DOI: 10.1177/03611981261485238 ISSN: 0361-1981

Spatial Analysis of Driving Under the Influence Origins in Seoul Using Geographically Weighted Machine Learning

Jaeyeong Lee, Gijun Lee, Chungwon Lee

Driving under the influence (DUI) of alcohol remains a critical public safety concern, accounting for a significant proportion of road traffic injuries and fatalities. Although numerous predictive models have been developed to estimate DUI risk, many conventional approaches such as ordinary least squares (OLS), random forest (RF), and geographically weighted regression (GWR) are constrained by assumptions of spatial homogeneity, linearity, and multicollinearity. To overcome these constraints, this study applies a geographically weighted random forest (GW-RF) model to investigate the spatially varying determinants of DUI incidents in Seoul, South Korea. The analysis targets DUI occurrence density based on trip origin locations within each administrative neighborhood. Explanatory variables include the density of DUI offenses with or without crashes, alcohol-serving land use, transit accessibility, and demographic composition, reflecting environmental exposure and population characteristics. The results indicate that GW-RF achieves competitive predictive accuracy while more effectively accounting for spatial heterogeneity and reducing residual spatial autocorrelation compared with conventional models. Spatial cross-validation further confirms stable out-of-sample generalization across geographically separated partitions. The relative importance and marginal effects of key predictors, including the density of non-crash DUI offenses, alcohol-related crashes, and general food establishments, vary considerably across space.
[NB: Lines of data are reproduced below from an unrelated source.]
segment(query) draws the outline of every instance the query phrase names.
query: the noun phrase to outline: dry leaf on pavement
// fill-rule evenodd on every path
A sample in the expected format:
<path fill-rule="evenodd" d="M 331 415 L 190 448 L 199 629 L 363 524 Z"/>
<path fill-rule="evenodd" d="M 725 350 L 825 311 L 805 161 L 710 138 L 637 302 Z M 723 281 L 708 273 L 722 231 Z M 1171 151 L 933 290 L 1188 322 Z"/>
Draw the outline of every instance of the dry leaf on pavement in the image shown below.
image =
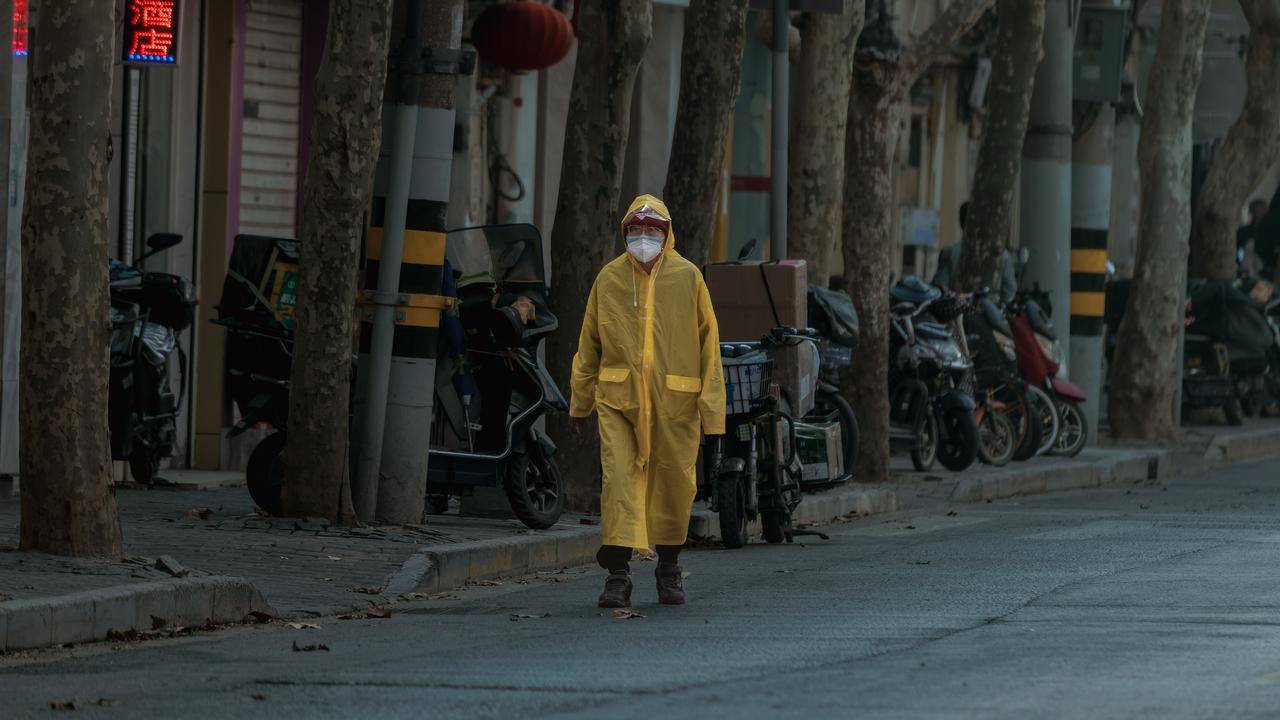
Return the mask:
<path fill-rule="evenodd" d="M 298 644 L 293 641 L 293 652 L 329 652 L 329 646 L 326 644 Z"/>
<path fill-rule="evenodd" d="M 541 620 L 544 618 L 550 618 L 550 616 L 552 616 L 550 612 L 545 612 L 543 615 L 525 615 L 524 612 L 512 612 L 511 614 L 511 621 L 512 623 L 518 623 L 521 620 Z"/>

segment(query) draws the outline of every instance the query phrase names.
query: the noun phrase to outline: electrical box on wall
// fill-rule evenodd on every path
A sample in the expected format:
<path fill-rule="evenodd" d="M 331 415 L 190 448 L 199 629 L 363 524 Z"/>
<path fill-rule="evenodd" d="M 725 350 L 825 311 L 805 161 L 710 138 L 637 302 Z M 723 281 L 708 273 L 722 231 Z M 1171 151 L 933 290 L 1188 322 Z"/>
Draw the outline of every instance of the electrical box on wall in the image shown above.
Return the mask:
<path fill-rule="evenodd" d="M 1120 101 L 1128 32 L 1128 8 L 1092 4 L 1080 8 L 1071 82 L 1076 102 Z"/>

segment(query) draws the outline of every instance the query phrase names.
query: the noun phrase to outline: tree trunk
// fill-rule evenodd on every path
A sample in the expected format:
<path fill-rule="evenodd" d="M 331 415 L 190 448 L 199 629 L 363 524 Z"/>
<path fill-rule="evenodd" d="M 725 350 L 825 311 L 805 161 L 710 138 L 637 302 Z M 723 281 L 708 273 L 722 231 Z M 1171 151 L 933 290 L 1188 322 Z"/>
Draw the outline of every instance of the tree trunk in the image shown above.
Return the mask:
<path fill-rule="evenodd" d="M 840 247 L 845 145 L 854 47 L 863 31 L 864 0 L 845 14 L 808 13 L 800 24 L 800 82 L 791 135 L 787 243 L 792 258 L 809 265 L 809 282 L 827 287 Z"/>
<path fill-rule="evenodd" d="M 1111 377 L 1111 434 L 1174 437 L 1190 234 L 1192 111 L 1201 81 L 1210 0 L 1165 0 L 1143 102 L 1138 264 Z"/>
<path fill-rule="evenodd" d="M 955 0 L 913 47 L 900 50 L 892 29 L 895 4 L 881 1 L 868 12 L 863 35 L 869 47 L 855 55 L 842 225 L 845 288 L 858 309 L 861 337 L 844 384 L 861 428 L 855 471 L 860 482 L 888 479 L 888 281 L 897 250 L 891 232 L 897 205 L 893 163 L 910 90 L 993 3 Z"/>
<path fill-rule="evenodd" d="M 22 232 L 20 544 L 119 557 L 106 420 L 115 3 L 67 0 L 42 18 Z"/>
<path fill-rule="evenodd" d="M 859 53 L 861 58 L 863 54 Z M 861 443 L 854 477 L 888 479 L 888 283 L 896 187 L 893 163 L 910 82 L 901 67 L 859 61 L 845 142 L 845 290 L 858 309 L 860 338 L 845 391 Z"/>
<path fill-rule="evenodd" d="M 329 0 L 303 186 L 284 510 L 355 520 L 347 457 L 356 275 L 381 146 L 393 0 Z"/>
<path fill-rule="evenodd" d="M 600 268 L 622 252 L 618 193 L 631 129 L 631 91 L 653 32 L 650 0 L 582 3 L 579 8 L 577 65 L 552 231 L 552 300 L 559 332 L 550 336 L 547 347 L 550 372 L 566 391 L 591 284 Z M 678 215 L 675 223 L 680 223 Z M 549 423 L 567 448 L 559 456 L 567 507 L 596 506 L 598 439 L 571 445 L 568 416 L 556 415 Z"/>
<path fill-rule="evenodd" d="M 1044 0 L 1000 0 L 1000 29 L 992 59 L 987 128 L 978 150 L 969 222 L 955 286 L 996 287 L 1023 165 L 1023 140 L 1032 109 L 1036 68 L 1044 56 Z"/>
<path fill-rule="evenodd" d="M 737 102 L 746 42 L 746 0 L 690 0 L 680 60 L 680 105 L 663 200 L 680 254 L 707 261 L 724 172 L 728 119 Z"/>
<path fill-rule="evenodd" d="M 1197 277 L 1235 277 L 1239 211 L 1280 155 L 1280 0 L 1240 0 L 1249 20 L 1244 109 L 1213 154 L 1192 224 Z"/>

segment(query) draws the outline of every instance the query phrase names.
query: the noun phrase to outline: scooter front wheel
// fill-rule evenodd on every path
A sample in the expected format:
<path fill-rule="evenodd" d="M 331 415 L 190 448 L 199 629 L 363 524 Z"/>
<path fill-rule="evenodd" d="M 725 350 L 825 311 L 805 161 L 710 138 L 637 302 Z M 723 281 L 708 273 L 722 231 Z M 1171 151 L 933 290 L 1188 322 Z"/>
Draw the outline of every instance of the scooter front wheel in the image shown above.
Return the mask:
<path fill-rule="evenodd" d="M 1060 402 L 1057 414 L 1061 418 L 1061 429 L 1057 433 L 1057 442 L 1053 443 L 1053 455 L 1075 457 L 1089 439 L 1089 421 L 1075 402 Z"/>
<path fill-rule="evenodd" d="M 284 515 L 284 455 L 285 433 L 278 432 L 268 436 L 257 443 L 248 456 L 248 466 L 244 469 L 244 483 L 248 486 L 248 495 L 259 507 L 268 515 L 279 518 Z"/>
<path fill-rule="evenodd" d="M 524 452 L 511 454 L 504 484 L 511 510 L 529 528 L 545 530 L 564 512 L 564 480 L 559 466 L 538 442 L 530 442 Z"/>
<path fill-rule="evenodd" d="M 716 478 L 721 541 L 730 550 L 746 544 L 746 488 L 742 487 L 742 473 L 724 473 Z"/>

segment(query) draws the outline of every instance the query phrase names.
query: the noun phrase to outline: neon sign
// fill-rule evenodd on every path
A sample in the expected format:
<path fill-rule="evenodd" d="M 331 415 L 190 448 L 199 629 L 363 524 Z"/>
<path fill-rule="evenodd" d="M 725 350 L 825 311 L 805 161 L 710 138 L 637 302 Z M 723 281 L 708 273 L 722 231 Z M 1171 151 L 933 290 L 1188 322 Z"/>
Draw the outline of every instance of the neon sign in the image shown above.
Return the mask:
<path fill-rule="evenodd" d="M 13 0 L 13 54 L 27 56 L 27 0 Z"/>
<path fill-rule="evenodd" d="M 125 63 L 142 65 L 177 63 L 178 0 L 129 0 L 122 47 Z"/>

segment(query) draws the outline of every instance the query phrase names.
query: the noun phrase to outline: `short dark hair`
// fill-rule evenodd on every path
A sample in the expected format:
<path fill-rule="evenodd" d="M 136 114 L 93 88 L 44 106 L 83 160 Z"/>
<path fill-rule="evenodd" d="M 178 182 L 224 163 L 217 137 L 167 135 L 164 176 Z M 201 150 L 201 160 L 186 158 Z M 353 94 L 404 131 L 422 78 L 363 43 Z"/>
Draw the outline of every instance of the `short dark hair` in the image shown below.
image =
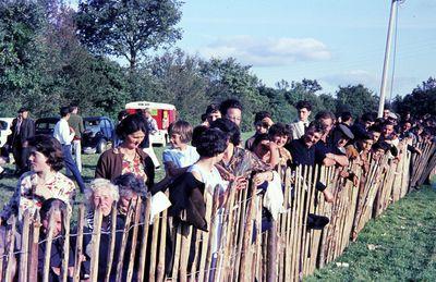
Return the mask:
<path fill-rule="evenodd" d="M 292 130 L 288 124 L 282 122 L 278 122 L 271 125 L 268 131 L 269 138 L 272 138 L 276 135 L 279 136 L 288 136 L 289 139 L 292 137 Z"/>
<path fill-rule="evenodd" d="M 62 145 L 57 138 L 50 135 L 38 134 L 28 139 L 28 146 L 31 147 L 31 151 L 36 150 L 46 156 L 47 163 L 55 171 L 60 171 L 63 168 Z"/>
<path fill-rule="evenodd" d="M 210 128 L 219 128 L 223 133 L 228 134 L 230 143 L 234 146 L 238 146 L 241 143 L 241 131 L 232 121 L 218 119 L 210 124 Z"/>
<path fill-rule="evenodd" d="M 336 118 L 335 118 L 335 114 L 329 111 L 320 111 L 315 115 L 315 120 L 317 120 L 317 121 L 327 120 L 327 119 L 335 120 Z"/>
<path fill-rule="evenodd" d="M 219 105 L 219 111 L 222 115 L 226 115 L 229 109 L 240 109 L 242 111 L 242 103 L 237 99 L 227 99 Z"/>
<path fill-rule="evenodd" d="M 168 133 L 179 134 L 180 140 L 187 144 L 192 140 L 192 125 L 182 120 L 178 120 L 177 122 L 172 122 L 168 127 Z"/>
<path fill-rule="evenodd" d="M 208 127 L 206 125 L 195 126 L 194 130 L 192 131 L 191 145 L 194 146 L 194 147 L 197 147 L 197 145 L 199 143 L 199 136 L 202 136 L 202 134 L 207 130 L 208 130 Z"/>
<path fill-rule="evenodd" d="M 353 118 L 353 115 L 349 111 L 344 111 L 341 113 L 342 122 L 347 122 L 347 121 L 351 120 L 352 118 Z"/>
<path fill-rule="evenodd" d="M 300 100 L 296 102 L 295 105 L 296 110 L 301 110 L 303 108 L 306 108 L 307 111 L 312 111 L 312 105 L 310 101 L 305 101 L 305 100 Z"/>
<path fill-rule="evenodd" d="M 66 117 L 69 113 L 71 113 L 70 106 L 61 107 L 61 110 L 59 111 L 59 113 L 60 113 L 61 118 Z"/>
<path fill-rule="evenodd" d="M 257 134 L 256 137 L 254 137 L 252 148 L 256 148 L 256 146 L 263 140 L 269 140 L 269 135 L 267 133 Z"/>
<path fill-rule="evenodd" d="M 118 186 L 120 196 L 122 196 L 125 191 L 132 191 L 140 196 L 147 195 L 147 186 L 145 185 L 144 180 L 136 177 L 133 173 L 125 173 L 116 177 L 113 184 Z"/>
<path fill-rule="evenodd" d="M 372 112 L 365 112 L 364 114 L 362 114 L 361 120 L 362 122 L 374 122 L 374 115 Z"/>
<path fill-rule="evenodd" d="M 213 112 L 219 112 L 219 105 L 210 103 L 209 106 L 207 106 L 206 115 L 208 115 L 209 113 L 213 113 Z"/>
<path fill-rule="evenodd" d="M 208 128 L 198 137 L 196 150 L 201 157 L 211 158 L 227 148 L 228 135 L 219 128 Z"/>
<path fill-rule="evenodd" d="M 122 120 L 118 125 L 116 133 L 120 136 L 121 139 L 124 139 L 129 134 L 135 133 L 137 131 L 142 131 L 147 134 L 147 125 L 145 120 L 140 114 L 131 114 L 128 115 L 124 120 Z"/>
<path fill-rule="evenodd" d="M 61 199 L 58 198 L 49 198 L 43 201 L 43 206 L 39 209 L 40 219 L 48 219 L 50 209 L 59 209 L 61 211 L 62 219 L 66 216 L 68 206 Z"/>
<path fill-rule="evenodd" d="M 271 119 L 271 113 L 267 111 L 256 112 L 256 114 L 254 115 L 254 123 L 256 124 L 257 122 L 262 122 L 266 118 Z"/>
<path fill-rule="evenodd" d="M 319 121 L 313 121 L 308 124 L 307 128 L 306 128 L 306 134 L 307 133 L 325 133 L 325 128 L 324 125 L 319 122 Z"/>
<path fill-rule="evenodd" d="M 129 115 L 129 112 L 126 110 L 119 111 L 118 115 L 117 115 L 117 120 L 122 121 L 128 115 Z"/>

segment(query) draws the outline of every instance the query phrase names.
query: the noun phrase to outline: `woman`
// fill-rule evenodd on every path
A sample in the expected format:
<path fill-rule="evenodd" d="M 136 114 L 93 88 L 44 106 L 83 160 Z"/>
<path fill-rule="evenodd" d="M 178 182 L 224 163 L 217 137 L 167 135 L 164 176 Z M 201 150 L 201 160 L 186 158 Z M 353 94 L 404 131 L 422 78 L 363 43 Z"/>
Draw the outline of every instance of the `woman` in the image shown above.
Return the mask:
<path fill-rule="evenodd" d="M 50 252 L 50 267 L 49 267 L 49 281 L 62 281 L 61 267 L 63 259 L 63 246 L 64 246 L 64 225 L 63 220 L 68 212 L 68 205 L 60 199 L 48 199 L 43 203 L 43 207 L 39 210 L 41 219 L 41 233 L 39 242 L 44 242 L 50 230 L 50 217 L 53 220 L 53 230 Z M 38 277 L 43 280 L 44 263 L 46 257 L 46 244 L 38 244 Z M 74 271 L 74 250 L 70 246 L 69 262 L 68 262 L 68 277 L 72 279 Z"/>
<path fill-rule="evenodd" d="M 31 171 L 24 173 L 16 189 L 1 212 L 1 222 L 12 214 L 21 221 L 26 210 L 35 214 L 49 198 L 71 203 L 75 195 L 74 183 L 60 173 L 63 168 L 61 144 L 49 135 L 36 135 L 28 140 Z"/>
<path fill-rule="evenodd" d="M 84 237 L 83 237 L 83 247 L 85 250 L 85 260 L 82 263 L 82 278 L 88 279 L 90 274 L 90 257 L 93 250 L 93 242 L 92 242 L 92 234 L 95 232 L 94 230 L 94 212 L 97 209 L 100 209 L 102 213 L 101 220 L 101 236 L 100 236 L 100 247 L 99 247 L 99 255 L 98 255 L 98 281 L 102 281 L 107 267 L 108 267 L 108 255 L 109 255 L 109 246 L 110 246 L 110 230 L 113 224 L 111 222 L 111 209 L 112 206 L 119 199 L 119 192 L 118 187 L 113 185 L 110 181 L 105 179 L 96 179 L 94 180 L 89 188 L 85 193 L 89 211 L 86 214 L 85 219 L 85 226 L 84 226 Z M 117 220 L 117 230 L 124 229 L 124 222 Z M 116 235 L 116 248 L 113 252 L 113 262 L 111 265 L 111 279 L 116 278 L 116 270 L 117 270 L 117 262 L 118 256 L 120 254 L 121 248 L 121 240 L 122 240 L 122 232 L 117 232 Z"/>
<path fill-rule="evenodd" d="M 95 177 L 113 181 L 119 175 L 133 173 L 150 188 L 155 181 L 155 165 L 140 147 L 146 134 L 146 124 L 142 117 L 131 114 L 123 119 L 117 126 L 117 135 L 122 143 L 100 156 Z"/>
<path fill-rule="evenodd" d="M 162 154 L 167 176 L 174 179 L 198 160 L 198 152 L 190 145 L 192 140 L 192 125 L 185 121 L 171 123 L 168 128 L 171 148 Z"/>
<path fill-rule="evenodd" d="M 249 177 L 254 174 L 253 183 L 258 186 L 265 181 L 271 181 L 271 167 L 262 162 L 254 154 L 239 147 L 241 133 L 237 124 L 226 119 L 218 119 L 210 128 L 219 128 L 229 136 L 222 160 L 217 169 L 223 180 L 235 182 L 238 188 L 245 188 Z"/>
<path fill-rule="evenodd" d="M 118 201 L 118 214 L 125 217 L 129 208 L 136 207 L 140 197 L 147 196 L 147 187 L 141 179 L 133 173 L 126 173 L 113 180 L 118 186 L 120 200 Z M 144 201 L 143 201 L 144 203 Z"/>

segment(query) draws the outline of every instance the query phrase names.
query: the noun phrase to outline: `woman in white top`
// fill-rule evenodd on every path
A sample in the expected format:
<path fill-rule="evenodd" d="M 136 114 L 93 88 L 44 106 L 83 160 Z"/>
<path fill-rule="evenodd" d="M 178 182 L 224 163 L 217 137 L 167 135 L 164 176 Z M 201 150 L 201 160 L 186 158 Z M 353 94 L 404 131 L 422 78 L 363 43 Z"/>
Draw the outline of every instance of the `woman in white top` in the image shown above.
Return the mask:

Partial dependence analyses reveal heterogeneous nonlinear effects, including threshold and saturation patterns. A spatiotemporal comparison reveals stronger nighttime clustering and increased influence of alcohol accessibility, indicating time-dependent variation in DUI risk mechanisms. These findings indicate that spatially adaptive machine learning offers an approach for capturing localized risk structures and supports the design of geographically targeted strategies for DUI prevention.